The transformation of electric intelligence is accelerating, and driverless freight vehicles are expected to create a new logistics ecosystem. In terms of new energy, the company insisted on full-scenario coverage, launched new energy products such as E-Luda, Dao EV, and E Quanshun, and launched the “Jiangling Lexing” new energy capacity brand to expand capacity and leasing business. In terms of autonomous driving, the company is targeting the freight sector in the same city. According to the company's announcement, in May 2024, JMC and Wenyuan's cooperation model Robovan were approved to carry out “pure unmanned tests” and “cargo tests” in Guangzhou, which is the first L4 class autonomous freight vehicle in an open road scenario in China. We believe that intelligently driving commercial vehicles will help create a new form of smart logistics, and the company is expected to gain a first-mover advantage with a forward-looking layout.
Profit forecasting and valuation
Keep the 2024/2025 earnings forecast unchanged.

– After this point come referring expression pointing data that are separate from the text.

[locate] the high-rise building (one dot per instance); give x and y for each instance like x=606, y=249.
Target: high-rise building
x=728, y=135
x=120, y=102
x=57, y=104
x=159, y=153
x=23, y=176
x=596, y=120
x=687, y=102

The current stock price corresponds to 2024/2025 8.9/7.6 times P/E. Maintaining an outperforming industry rating, but considering the downward trend in the sector's valuation center, we lowered our target price by 23.5% to 28.4 yuan, corresponding to 12.1/10.2 times P/E in 2024/2025, which has 34.9% upside compared to the current stock price.
risks
The new models fell short of expectations, and market competition intensified.